(DIRE - Notiziario Psicologia) Roma, 31 mar. - "Lavoro qui dal primo novembre 1990. Presiedo questa comunita' cristiana, un po' originale ma unica. Come ogni comunita' cristiana, anche questa ascolta la parola, celebra l'eucarestia, fa esercizio di carita'. Ogni tanto, poi, mi capita di fare fronte alle esigenze a cui non riescono a sopperire le istituzioni". Don Daniele Simonazzi e' il cappellano dell'Ospedale psichiatrico giudiziario di Reggio Emilia, quella struttura che, per il decreto legge n. 52 del 31 marzo 2014, chiudera' il prossimo 31 marzo.
"Solo due anni fa, qui c'erano oltre 200 internati, oggi sono poco piu' della meta': diciamo che abbiamo gia' visto partire molti dei nostri amici". Tra pochi giorni, infatti, gli internati emiliano-romagnoli saranno in parte presi in carico dal sistema sanitario regionale, in parte trasferiti nelle due strutture temporanee di Casale di Mezzani, alle porte Parma, e di Bologna, presso la 'Casa degli Svizzeri', in attesa dell'attivazione, prevista per il 2017, delle due Rems definitive a Reggio Emilia. Gli internati di altre regioni (35 solo quelli del Veneto) saranno trasferiti in istituti nei territori di provenienza non appena le loro istituzioni daranno la disponibilita' ad accoglierli.
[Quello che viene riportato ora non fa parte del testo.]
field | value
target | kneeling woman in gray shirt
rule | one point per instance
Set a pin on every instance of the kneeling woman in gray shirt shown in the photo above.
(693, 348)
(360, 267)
Insomma, don Daniele dal 1 aprile avra' ancora il suo bel da fare: "Resteranno nella struttura le persone non emiliano-romagnole, detenuti con infermita' psichica sopravvenuta durante la carcerazione 'normale' e i detenuti minorati psichici: un'ottantina di persone, con cui andremo avanti. Certo, saremo piu' soli, ma nemmeno il Signore i suoi se li e' tenuti sempre con se'. Credo che il Vangelo non solo debba essere annunciato ai poveri, ma anche dai poveri".
Don Daniele e' convinto della necessita' di chiudere gli Opg: "Sono strutture fatiscenti, nel 70 per cento dei casi le condizioni di vivibilita' sono indescrivibili. Ma tutto dipendera' dalle persone che saranno chiamate a gestire le nuove residenze: anche qui vedo tanti ragazzi che fanno molto piu' di quanto sia loro richiesto e altri che non hanno voglia di lavorare. Diciamo che le premesse ci sono: bisogna sperare nelle capacita' personali degli operatori. Magari potrebbero necessitare di un periodo di rodaggio, per prendere dimestichezza". Il cappellano attribuisce alla politica la colpa di avere preso provvedimenti prima: "Purtroppo siamo sempre stati schiacciati tra un approccio di destra, riassumibile con 'chiudere e buttare la chiave' e uno di sinistra, per l'integrazione a tutti i costi. Entrambi non idonei".
Ma il vero problema, secondo don Daniele, e' il non avere chiesto il parere di chi ha subito violenza per mano di chi e' internato negli Opg: "Le istituzioni non si sono mai poste il problema, ma i miei ragazzi si': sono stati loro a chiedermi 'cosa penseranno le vittime quando sapranno che la struttura chiude? Cosa penseranno quando sapranno che tornero' nella mia regione d'origine?'. I ricoverati si sono rivelati molto piu' saggi degli operatori. Perche' io sono d'accordo con la chiusura degli Opg, ma la decisione avrebbe dovuto essere presa d'accordo con chi ha subito violenza".